I've long enjoyed the rather.... colorful.... posts over at gamingwhileconservative. The man has a way with words, and an opinion on gaming that anyone who lives the phrases "git gud" and likes the brutal difficulty curve of your typical roguelike would recognize and take to heart. You can't avoid the meta - embrace it. Find ways to lampshade it on occasion as needed. Your character may be better than average, but he's not world famous yet - so why do you have a backstory/origin that's more than one brief line of text? Also - part of the fun is working around the deficiencies of your character - Three Steps, who I've mentioned before, started out with just one hit point.
Neither straight 3s nor straight 18s won’t make that process any more nor less challenging for the DM. The chargen process isn’t about the DM at all. If you think it is, you’ve got to recalibrate your assumptions. The DM faces only two challenges:
- The challenge of keeping the challenges, monster treasure and trap, interesting and engaging enough for the players to want to keep poking at his campaign world to find the loot and save the princess
- The challenge of remaining impartial even when the players are acting like the bunch of window licking short bussers that gravitate toward playerhood in the first place
Amen.
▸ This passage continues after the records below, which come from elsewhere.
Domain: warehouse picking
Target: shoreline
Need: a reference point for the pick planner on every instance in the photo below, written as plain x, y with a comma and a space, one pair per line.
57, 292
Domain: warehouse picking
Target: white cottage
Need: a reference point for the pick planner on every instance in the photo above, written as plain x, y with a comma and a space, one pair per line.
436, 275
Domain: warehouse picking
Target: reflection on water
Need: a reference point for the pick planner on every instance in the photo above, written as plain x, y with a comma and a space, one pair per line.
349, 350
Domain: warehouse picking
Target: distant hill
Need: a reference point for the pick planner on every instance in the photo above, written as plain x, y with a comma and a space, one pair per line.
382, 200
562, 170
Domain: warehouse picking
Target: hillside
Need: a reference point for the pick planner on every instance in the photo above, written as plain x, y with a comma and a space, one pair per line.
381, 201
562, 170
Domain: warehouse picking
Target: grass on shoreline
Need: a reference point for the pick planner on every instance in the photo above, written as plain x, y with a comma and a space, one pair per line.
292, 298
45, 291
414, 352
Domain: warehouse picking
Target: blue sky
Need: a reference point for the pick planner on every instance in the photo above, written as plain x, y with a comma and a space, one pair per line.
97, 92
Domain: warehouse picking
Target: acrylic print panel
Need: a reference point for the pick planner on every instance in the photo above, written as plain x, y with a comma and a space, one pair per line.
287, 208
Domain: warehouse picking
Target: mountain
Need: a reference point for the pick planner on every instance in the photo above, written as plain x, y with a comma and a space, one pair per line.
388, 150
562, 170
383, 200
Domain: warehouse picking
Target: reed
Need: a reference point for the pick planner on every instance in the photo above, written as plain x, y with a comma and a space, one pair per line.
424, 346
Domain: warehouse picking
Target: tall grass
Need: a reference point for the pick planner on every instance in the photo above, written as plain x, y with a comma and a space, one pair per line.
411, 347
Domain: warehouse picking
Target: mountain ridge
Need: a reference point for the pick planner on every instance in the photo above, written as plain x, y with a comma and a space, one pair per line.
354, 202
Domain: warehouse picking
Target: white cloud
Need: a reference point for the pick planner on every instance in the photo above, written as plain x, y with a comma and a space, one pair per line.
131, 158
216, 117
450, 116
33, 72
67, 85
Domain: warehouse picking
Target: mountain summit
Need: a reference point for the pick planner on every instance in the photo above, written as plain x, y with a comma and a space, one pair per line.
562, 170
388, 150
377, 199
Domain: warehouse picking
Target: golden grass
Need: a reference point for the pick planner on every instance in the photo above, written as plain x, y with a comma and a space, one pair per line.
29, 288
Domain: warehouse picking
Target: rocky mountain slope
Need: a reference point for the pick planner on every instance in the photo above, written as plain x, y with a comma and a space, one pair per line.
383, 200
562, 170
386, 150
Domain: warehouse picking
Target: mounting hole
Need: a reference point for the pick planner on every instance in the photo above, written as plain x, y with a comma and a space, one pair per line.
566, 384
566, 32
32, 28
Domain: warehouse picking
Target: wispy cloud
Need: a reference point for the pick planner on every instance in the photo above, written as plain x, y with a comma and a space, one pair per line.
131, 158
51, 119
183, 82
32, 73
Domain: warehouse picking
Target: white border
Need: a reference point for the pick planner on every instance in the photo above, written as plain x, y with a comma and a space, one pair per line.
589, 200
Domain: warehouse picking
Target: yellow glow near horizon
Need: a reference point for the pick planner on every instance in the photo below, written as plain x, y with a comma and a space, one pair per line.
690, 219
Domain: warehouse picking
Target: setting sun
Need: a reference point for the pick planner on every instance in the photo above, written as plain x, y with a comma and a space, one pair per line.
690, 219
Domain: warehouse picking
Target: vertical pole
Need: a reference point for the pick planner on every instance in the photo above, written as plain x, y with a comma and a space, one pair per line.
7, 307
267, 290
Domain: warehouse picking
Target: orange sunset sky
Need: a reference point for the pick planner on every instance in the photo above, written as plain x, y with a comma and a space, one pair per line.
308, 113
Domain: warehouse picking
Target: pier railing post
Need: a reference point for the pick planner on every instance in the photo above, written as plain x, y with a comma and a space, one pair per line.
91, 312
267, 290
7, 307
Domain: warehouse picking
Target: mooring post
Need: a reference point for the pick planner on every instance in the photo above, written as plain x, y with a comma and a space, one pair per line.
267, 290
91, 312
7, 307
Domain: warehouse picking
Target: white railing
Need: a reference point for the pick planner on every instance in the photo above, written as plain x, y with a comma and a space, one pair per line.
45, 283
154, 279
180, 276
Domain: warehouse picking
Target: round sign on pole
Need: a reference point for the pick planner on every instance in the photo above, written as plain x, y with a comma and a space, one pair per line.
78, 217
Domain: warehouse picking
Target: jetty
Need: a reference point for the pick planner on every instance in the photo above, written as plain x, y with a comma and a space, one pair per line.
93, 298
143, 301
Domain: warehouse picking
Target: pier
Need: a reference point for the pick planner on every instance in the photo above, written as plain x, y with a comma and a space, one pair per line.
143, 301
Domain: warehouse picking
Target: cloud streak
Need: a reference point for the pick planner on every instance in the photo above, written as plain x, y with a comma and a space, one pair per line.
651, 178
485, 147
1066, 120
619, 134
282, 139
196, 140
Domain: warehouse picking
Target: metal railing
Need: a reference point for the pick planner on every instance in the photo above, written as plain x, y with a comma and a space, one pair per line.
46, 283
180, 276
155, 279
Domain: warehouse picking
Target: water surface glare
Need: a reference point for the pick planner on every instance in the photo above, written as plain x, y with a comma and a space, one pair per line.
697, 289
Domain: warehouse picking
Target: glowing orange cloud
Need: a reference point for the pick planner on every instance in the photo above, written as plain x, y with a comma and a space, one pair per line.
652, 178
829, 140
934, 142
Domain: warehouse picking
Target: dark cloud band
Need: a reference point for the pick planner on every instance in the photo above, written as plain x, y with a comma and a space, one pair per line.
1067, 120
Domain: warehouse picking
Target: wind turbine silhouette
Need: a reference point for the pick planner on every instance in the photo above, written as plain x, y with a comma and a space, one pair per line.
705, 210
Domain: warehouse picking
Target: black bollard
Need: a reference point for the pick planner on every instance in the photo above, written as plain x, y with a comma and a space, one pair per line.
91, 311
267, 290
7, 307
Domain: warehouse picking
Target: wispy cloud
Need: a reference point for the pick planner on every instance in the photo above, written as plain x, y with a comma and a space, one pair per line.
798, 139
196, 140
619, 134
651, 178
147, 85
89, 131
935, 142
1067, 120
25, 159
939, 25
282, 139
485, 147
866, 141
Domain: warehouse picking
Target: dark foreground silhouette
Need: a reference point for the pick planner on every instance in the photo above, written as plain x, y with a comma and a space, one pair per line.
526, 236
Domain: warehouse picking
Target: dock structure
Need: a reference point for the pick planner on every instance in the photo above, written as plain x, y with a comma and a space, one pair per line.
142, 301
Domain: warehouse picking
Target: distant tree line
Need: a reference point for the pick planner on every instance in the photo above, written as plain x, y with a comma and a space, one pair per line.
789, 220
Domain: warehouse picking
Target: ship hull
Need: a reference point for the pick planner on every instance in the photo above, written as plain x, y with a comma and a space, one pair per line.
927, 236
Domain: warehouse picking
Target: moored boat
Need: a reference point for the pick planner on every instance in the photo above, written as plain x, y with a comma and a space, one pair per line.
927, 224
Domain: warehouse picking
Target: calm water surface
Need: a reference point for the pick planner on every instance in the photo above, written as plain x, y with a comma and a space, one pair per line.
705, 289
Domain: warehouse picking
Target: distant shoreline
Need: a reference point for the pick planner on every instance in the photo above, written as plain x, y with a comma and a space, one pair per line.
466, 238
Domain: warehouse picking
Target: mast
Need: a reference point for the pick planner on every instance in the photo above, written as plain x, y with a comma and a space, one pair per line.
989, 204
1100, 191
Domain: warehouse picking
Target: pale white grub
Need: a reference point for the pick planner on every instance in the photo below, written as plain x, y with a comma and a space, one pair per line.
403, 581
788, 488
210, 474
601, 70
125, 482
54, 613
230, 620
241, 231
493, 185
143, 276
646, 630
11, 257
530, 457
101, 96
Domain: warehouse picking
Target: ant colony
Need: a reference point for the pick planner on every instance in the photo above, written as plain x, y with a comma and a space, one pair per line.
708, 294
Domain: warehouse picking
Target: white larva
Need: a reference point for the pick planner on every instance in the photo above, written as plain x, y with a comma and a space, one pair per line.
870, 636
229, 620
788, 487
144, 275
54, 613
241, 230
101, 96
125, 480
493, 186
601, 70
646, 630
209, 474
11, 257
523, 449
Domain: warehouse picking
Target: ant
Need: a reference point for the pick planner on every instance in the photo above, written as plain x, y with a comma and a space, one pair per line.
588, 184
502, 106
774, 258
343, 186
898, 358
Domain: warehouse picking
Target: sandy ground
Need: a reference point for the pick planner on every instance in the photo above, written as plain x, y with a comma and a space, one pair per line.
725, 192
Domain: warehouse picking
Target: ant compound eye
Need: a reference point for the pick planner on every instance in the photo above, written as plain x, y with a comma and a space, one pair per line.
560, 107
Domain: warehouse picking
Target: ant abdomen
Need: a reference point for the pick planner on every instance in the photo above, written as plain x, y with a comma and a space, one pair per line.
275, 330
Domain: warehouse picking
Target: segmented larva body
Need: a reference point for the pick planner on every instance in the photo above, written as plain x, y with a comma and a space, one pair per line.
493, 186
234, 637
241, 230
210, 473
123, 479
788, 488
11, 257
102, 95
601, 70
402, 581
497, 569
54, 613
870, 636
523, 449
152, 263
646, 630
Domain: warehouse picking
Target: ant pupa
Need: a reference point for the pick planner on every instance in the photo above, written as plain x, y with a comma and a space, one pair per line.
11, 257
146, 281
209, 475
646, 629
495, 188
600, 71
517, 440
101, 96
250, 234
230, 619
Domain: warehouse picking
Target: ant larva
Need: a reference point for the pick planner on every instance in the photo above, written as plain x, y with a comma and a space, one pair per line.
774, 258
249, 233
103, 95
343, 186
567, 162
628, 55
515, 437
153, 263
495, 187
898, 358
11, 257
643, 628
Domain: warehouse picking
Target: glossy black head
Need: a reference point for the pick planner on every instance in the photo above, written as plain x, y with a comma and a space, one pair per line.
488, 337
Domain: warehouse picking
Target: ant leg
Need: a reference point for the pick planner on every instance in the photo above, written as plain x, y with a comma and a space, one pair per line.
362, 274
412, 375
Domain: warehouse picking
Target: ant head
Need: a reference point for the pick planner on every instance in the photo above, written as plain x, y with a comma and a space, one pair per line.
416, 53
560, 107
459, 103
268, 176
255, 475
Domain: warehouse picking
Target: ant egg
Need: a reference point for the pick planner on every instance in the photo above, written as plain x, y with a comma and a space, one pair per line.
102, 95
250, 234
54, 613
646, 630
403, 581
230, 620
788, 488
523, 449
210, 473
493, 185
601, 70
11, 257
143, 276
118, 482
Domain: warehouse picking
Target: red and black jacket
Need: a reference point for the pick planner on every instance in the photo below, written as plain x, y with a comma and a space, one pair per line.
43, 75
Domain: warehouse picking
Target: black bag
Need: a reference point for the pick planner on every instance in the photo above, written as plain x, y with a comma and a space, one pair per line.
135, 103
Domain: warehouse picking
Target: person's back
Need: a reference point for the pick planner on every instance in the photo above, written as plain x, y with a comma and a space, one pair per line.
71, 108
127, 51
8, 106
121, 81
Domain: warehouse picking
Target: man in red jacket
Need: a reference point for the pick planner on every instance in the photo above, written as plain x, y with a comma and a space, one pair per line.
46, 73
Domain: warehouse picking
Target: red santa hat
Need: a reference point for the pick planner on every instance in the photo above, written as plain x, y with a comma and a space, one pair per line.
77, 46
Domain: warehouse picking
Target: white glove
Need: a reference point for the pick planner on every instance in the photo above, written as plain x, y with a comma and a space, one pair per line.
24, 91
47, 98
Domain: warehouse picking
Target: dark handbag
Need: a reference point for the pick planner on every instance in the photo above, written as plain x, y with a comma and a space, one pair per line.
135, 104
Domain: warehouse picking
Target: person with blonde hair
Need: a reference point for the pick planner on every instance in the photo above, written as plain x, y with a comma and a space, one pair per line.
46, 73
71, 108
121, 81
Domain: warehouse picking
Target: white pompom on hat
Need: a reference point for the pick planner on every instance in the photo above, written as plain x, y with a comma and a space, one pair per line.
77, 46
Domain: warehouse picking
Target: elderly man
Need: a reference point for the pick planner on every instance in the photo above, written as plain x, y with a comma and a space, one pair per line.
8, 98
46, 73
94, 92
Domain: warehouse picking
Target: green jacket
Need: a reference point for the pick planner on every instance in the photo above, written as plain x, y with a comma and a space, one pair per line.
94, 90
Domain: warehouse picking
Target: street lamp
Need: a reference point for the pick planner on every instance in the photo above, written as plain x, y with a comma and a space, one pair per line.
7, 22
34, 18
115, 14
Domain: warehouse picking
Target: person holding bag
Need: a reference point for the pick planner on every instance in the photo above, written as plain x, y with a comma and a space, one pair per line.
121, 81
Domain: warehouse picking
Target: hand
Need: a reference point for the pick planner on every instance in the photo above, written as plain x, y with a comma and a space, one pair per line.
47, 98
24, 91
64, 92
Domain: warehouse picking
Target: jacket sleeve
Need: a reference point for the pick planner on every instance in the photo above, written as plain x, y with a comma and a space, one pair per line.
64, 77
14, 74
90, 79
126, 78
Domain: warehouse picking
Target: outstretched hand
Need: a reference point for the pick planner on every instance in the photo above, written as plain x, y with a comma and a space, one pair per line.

While I personally gravitate to the "roll several sets of characters and pick one" methodology of ACKs, you still very rarely end up with characters that don't have at least one stat below average, often by enough to negatively impact your character in some way.
This is not a story game, not in the sense of your typical Pathfinder adventure, or novel. There is rarely a grand overarching theme. There are, however, threads that run through the game, and stories that evolve as the characters grow, due to the choices the players make. Things that started out as red herrings or distractions suddenly become major running plot points or gags.
But then I learned early in a high school Traveller campaign exactly how quickly smart players could short circuit a carefully planned out set piece. Or bypass it entirely.
Speaking of Traveller, having characters die before you even finish rolling them up certainly keeps you from getting too much into their special snowflake backstory.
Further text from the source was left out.